In vitro hydroquinone–induced instauration of histone bivalent mark on human retroelements (LINE-1) in HL60 cells
Introduction
Benzene, a volatile aromatic hydrocarbon, is extensively used in industry even though it is recognized as a myelotoxin with leukaemogenic activity, representing a significant occupational risk (Khalade et al., 2010): it is also a well-known environmental pollutant, due to its release in the air through cigarette smoke and fumes of motor vehicles (Wallace, 1989). Exposure to high concentrations of benzene (> 100 ppm) leads to toxicity in the hematopoietic system, while acute myeloid leukaemia (AML) is the major oncogenic disorder associated with chronic exposure, although other forms of leukaemia have been reported (Aksoy, 1989, Atkinson, 2009, Khalade et al., 2010, Stenehjem et al., 2015). Metabolism of benzene plays a fundamental role in its toxicity (Meek and Klaunig, 2010, Zolghadr et al., 2012), and among the different metabolites, hydroquinone (HQ) is one of the most important (Snyder and Hedli, 1996), as it can induce several genetic and epigenetic changes (Liu et al., 2012). Aberrant patterns of DNA methylation, including loss of imprinting (LOI), gene-specific hyper- or hypo-methylation and global hypo-methylation are all common in AML and other tumour types (Lübbert et al., 1992, Bollati et al., 2007, Brait and Sidransky, 2011, Hamilton, 2011, Liu et al., 2011), and are important for transcriptional repression or activation of cancer-associated genes (Chen et al., 2004, Wilson et al., 2007). Nevertheless, the actual mechanism behind the influence of these aberrations on tumourigenesis remains unclear.

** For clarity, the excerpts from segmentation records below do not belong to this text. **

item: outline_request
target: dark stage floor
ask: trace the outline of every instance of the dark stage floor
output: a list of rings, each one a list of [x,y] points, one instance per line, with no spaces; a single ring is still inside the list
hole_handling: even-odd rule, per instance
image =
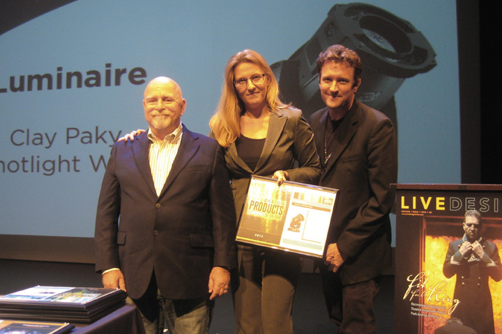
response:
[[[383,276],[375,303],[379,334],[394,333],[394,276]],[[293,329],[295,334],[335,334],[337,326],[328,318],[322,294],[321,277],[303,273],[293,304]],[[211,334],[234,333],[231,298],[224,296],[216,302]]]
[[[34,285],[98,287],[100,275],[93,264],[0,260],[0,295]],[[375,311],[379,334],[394,333],[394,276],[383,277]],[[321,277],[303,273],[293,305],[295,334],[335,334],[337,326],[328,319]],[[231,297],[216,301],[211,334],[234,333]]]

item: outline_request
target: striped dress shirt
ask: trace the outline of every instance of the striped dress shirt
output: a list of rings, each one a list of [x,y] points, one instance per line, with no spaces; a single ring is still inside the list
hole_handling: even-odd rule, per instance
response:
[[[158,140],[151,129],[149,128],[150,170],[153,177],[153,184],[158,196],[160,195],[171,171],[171,166],[178,153],[182,135],[183,125],[181,122],[179,126],[172,134],[164,137],[163,141]]]

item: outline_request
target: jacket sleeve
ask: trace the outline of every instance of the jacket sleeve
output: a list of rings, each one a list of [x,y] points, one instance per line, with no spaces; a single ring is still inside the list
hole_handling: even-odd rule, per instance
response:
[[[301,111],[294,118],[294,154],[298,168],[287,171],[291,181],[317,185],[321,175],[321,166],[314,143],[314,134]]]
[[[98,201],[94,244],[96,270],[102,271],[120,268],[117,246],[117,230],[120,214],[120,184],[114,173],[116,147],[112,149]]]
[[[373,126],[366,155],[370,196],[337,241],[342,252],[349,257],[356,256],[383,232],[394,202],[390,184],[397,182],[397,145],[390,119],[381,118]]]
[[[225,162],[225,153],[218,145],[216,150],[209,200],[213,221],[214,266],[236,268],[235,237],[236,212],[230,189],[230,180]]]

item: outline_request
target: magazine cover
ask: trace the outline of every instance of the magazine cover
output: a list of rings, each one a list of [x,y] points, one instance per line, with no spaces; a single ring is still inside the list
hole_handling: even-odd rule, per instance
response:
[[[502,186],[397,184],[395,333],[502,334],[501,249]]]
[[[236,240],[322,257],[337,191],[252,175]]]

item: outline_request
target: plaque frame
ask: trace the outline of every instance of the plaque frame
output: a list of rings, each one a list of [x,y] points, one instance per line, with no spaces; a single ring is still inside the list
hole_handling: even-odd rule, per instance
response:
[[[321,259],[338,189],[251,175],[236,241]]]

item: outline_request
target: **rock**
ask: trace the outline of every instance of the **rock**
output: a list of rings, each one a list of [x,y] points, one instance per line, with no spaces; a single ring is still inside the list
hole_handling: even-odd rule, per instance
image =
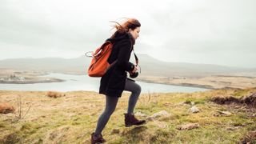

DNA methylation of repetitive elements is widely used in research and clinic as an indicator of global genomic methylation level, thanks to their high number of copies interspersed in the genome (Yang et al., 2004, Sahnane et al., 2015): the best-studied families are the long (LINE-1 or L1) and the short (SINEs, in particular Alu) interspersed nuclear elements (Byun et al., 2013). In human studies, differences in DNA methylation of L1 and Alu have been consistently demonstrated in response to a wide range of environmental exposures, including airborne pollutants (Bollati et al., 2007, Baccarelli et al., 2009, Peluso et al., 2012, Seow et al., 2012). LINE-1 DNA hypo-methylation was demonstrated in benzene-exposed healthy workers and partially in vitro in HQ treated cells (Bollati et al., 2007, Ji et al., 2010, Liu et al., 2012). Most of the studies conducted so far have been centred on DNA methylation, whereas only a few investigations have analysed the effects of environmental chemicals on histone modifications: only recently the relation with benzene exposure was explored (Baccarelli and Bollati, 2009, Philbrook and Winn, 2015).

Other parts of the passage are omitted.